The robins started it by chiseling a hole under the eaves of my kitchen roof. By the time I discovered their handiwork, it was too late to seal it up. They’d already built their nests. Call me soft-hearted. Or allergic to the smell of rotting eggs. I got used to the sound of scratching and cheeping above my table and sort of forgot about the hole.

Until the moths.

We came home after dark from a visit to the neighbors, switched on the living room light, and were engulfed in a blizzard of moths. Fluttering and flapping, smacking into lights and walls and ceilings and me. My son ran screaming to the bedroom and hid under the blankets. My husband and I armed ourselves with rolled up magazines and ran around flailing at the things until the floor was thick with casualties.

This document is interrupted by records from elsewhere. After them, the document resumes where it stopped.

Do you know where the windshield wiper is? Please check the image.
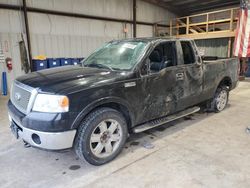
[85,63,114,71]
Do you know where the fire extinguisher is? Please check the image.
[5,57,12,71]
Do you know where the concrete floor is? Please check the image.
[0,82,250,188]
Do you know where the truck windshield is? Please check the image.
[83,41,147,70]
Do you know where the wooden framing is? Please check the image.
[155,8,239,39]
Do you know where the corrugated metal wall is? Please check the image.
[195,38,228,57]
[0,0,175,91]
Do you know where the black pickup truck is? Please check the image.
[8,38,238,165]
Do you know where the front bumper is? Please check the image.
[9,108,76,150]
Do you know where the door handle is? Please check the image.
[176,72,184,80]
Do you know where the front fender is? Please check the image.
[71,96,135,129]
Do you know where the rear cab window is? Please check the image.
[180,41,195,65]
[146,42,176,73]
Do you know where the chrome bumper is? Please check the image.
[9,115,76,150]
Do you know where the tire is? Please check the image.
[74,108,128,166]
[211,86,229,112]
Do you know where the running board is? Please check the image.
[133,106,200,133]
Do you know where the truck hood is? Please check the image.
[17,66,131,94]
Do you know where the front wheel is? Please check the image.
[74,108,128,165]
[211,86,229,112]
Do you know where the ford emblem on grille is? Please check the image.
[15,93,21,101]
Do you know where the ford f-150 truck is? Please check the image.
[8,38,238,165]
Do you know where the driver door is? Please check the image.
[141,42,177,121]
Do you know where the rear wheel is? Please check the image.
[211,86,229,112]
[75,108,128,165]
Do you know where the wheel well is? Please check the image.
[84,102,132,130]
[218,77,232,90]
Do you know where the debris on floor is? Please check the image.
[246,127,250,134]
[143,142,155,149]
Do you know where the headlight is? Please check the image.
[33,94,69,113]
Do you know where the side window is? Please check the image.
[181,41,195,64]
[149,42,176,73]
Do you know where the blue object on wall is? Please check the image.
[32,59,48,71]
[78,57,85,64]
[48,58,60,68]
[2,72,8,95]
[245,58,250,77]
[61,58,72,66]
[71,58,80,65]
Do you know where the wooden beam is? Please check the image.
[178,30,235,40]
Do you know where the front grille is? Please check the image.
[10,81,33,114]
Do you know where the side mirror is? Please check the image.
[141,58,150,75]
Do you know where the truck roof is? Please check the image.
[112,37,191,42]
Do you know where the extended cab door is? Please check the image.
[138,41,177,121]
[176,40,203,110]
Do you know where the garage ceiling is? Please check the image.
[144,0,240,16]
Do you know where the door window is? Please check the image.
[181,41,195,64]
[149,42,176,73]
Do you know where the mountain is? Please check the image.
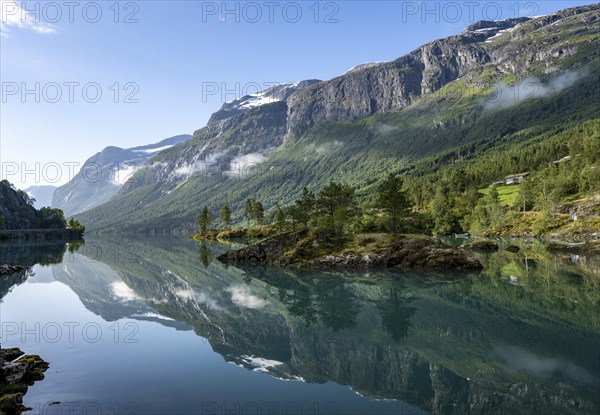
[52,135,191,216]
[79,4,600,232]
[0,180,40,229]
[24,186,56,209]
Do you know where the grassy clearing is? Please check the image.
[479,184,521,207]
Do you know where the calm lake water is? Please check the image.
[0,237,600,415]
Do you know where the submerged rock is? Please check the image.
[218,233,483,271]
[0,264,25,277]
[0,348,49,414]
[462,241,500,252]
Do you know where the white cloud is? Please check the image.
[225,285,266,310]
[225,153,267,178]
[306,140,344,156]
[482,72,582,110]
[0,0,56,37]
[175,152,225,179]
[110,281,141,301]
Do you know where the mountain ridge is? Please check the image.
[81,5,600,232]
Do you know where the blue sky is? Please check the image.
[0,0,593,187]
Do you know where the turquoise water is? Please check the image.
[0,238,600,414]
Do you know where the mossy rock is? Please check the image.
[463,241,500,252]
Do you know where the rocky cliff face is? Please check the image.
[126,5,600,190]
[0,180,40,230]
[79,5,600,232]
[287,5,600,136]
[52,135,191,216]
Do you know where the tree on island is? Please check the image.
[377,174,411,232]
[219,204,231,228]
[198,206,212,235]
[273,203,285,232]
[244,198,265,225]
[316,182,356,242]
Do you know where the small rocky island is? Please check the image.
[218,231,483,271]
[0,348,49,415]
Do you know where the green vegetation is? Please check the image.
[75,17,600,234]
[219,204,231,228]
[198,206,212,235]
[478,182,529,207]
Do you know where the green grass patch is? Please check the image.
[479,184,521,206]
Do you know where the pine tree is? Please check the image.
[377,174,410,232]
[273,204,285,232]
[252,201,265,225]
[219,204,231,228]
[198,206,212,235]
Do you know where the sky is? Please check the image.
[0,0,595,188]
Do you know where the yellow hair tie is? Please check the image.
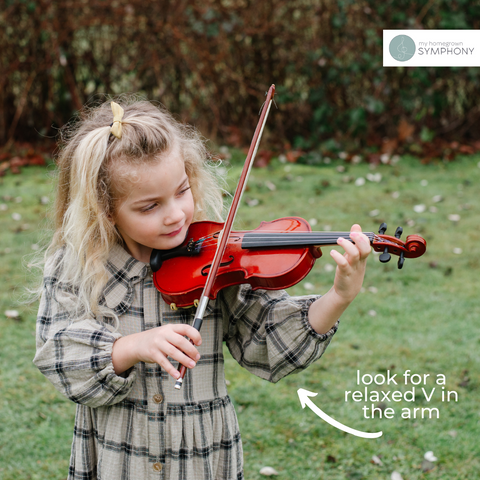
[110,102,123,138]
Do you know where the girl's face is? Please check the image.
[113,150,194,263]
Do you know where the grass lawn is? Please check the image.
[0,157,480,480]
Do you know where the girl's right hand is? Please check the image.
[112,324,202,379]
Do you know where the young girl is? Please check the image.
[34,102,370,480]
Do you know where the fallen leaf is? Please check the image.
[355,177,365,187]
[423,450,438,462]
[413,203,427,213]
[260,467,278,477]
[422,459,435,472]
[5,310,21,320]
[397,118,415,142]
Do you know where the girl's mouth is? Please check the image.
[165,227,183,237]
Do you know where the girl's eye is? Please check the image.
[142,203,157,212]
[178,187,192,195]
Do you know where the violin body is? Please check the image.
[152,217,321,308]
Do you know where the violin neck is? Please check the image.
[242,232,375,248]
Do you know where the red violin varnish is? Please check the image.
[150,217,427,309]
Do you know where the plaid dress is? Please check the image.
[34,246,337,480]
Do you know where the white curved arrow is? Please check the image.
[297,388,383,438]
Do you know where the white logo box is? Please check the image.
[383,30,480,67]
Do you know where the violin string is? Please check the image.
[192,231,382,250]
[197,231,381,244]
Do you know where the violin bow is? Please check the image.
[175,85,275,390]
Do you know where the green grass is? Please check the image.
[0,157,480,480]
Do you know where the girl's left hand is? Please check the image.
[330,224,371,303]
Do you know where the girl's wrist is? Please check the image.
[112,333,139,375]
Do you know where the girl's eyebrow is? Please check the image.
[132,176,188,206]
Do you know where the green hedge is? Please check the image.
[0,0,480,149]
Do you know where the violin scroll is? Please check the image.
[372,223,427,268]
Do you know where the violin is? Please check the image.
[150,85,427,389]
[150,217,427,310]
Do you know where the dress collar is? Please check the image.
[100,244,150,315]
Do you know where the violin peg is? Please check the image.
[378,222,387,235]
[379,247,392,263]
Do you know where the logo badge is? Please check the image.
[388,35,416,62]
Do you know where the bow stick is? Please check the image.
[175,85,275,390]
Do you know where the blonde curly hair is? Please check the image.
[37,97,223,322]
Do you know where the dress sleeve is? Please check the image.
[33,260,136,407]
[217,285,339,383]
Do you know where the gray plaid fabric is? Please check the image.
[34,246,337,480]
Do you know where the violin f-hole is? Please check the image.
[202,255,235,277]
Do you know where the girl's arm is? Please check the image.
[308,225,371,334]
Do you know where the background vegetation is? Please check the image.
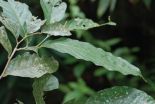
[0,0,155,104]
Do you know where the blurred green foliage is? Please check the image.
[0,0,155,104]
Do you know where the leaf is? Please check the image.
[44,75,59,91]
[97,0,110,17]
[85,87,155,104]
[27,17,46,33]
[0,0,43,38]
[143,0,152,9]
[110,0,117,12]
[42,23,71,36]
[42,38,142,77]
[33,74,59,104]
[17,100,24,104]
[65,87,155,104]
[0,26,12,54]
[40,0,67,24]
[4,53,58,78]
[65,18,99,30]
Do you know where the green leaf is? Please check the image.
[97,0,110,17]
[27,17,46,33]
[65,18,99,30]
[110,0,117,12]
[42,38,142,77]
[0,0,43,38]
[17,100,24,104]
[85,87,155,104]
[65,87,155,104]
[33,74,59,104]
[40,0,67,24]
[42,23,71,36]
[0,26,12,54]
[4,53,58,78]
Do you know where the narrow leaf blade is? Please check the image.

That was a week ago. Seven nights of terror. Every evening, as dusk falls, they begin to creep out of the cracks and crevices. They hunker along the top curves of the log beams in the living room, where swatting is nearly impossible. When you try, they hurl themselves at your head, tangle in your hair, dive down your collar. After the third time he watched me strip off my shirt and stomp it to death on the floor, my husband decided we needed a better weapon. Once he stopped laughing, of course.

Enter the ShopVac.

I now have a new bedtime routine. ShopVac wand in one hand, paperback book in the other to fend off frontal attacks, I prowl the house, looking for suspicious, wedge-shaped brown spots. It sucks them right off the ceiling beams with a satisfying thwip! And I’m getting better with practice. I can occasionally snatch one right out of the air. Makes me feel like Luke Skywalker, light saber at ready, saving the universe from Darth Vader’s evil minions.

I also have no cobwebs for the first time in living memory.

But the battle goes on. The enemy seems to have endless reinforcements. No matter how I scour the perimeter, a few slip past. I pick up a book from my nightstand and a moth blasts out in my face. I grab the dish towel from the rack and a moth shoots up my sleeve. Two nights in a row, just as I dozed off to sleep, I’ve been dive-bombed right there on my pillow.

We’re talking shriek and freak. Claw marks on the ceiling.

Now I lie here, barely able to close my eyes, heart leaping into my throat at every sound. I’m exhausted. Frazzled. Seriously considering a buzz cut.

Please, somebody, come and take me away.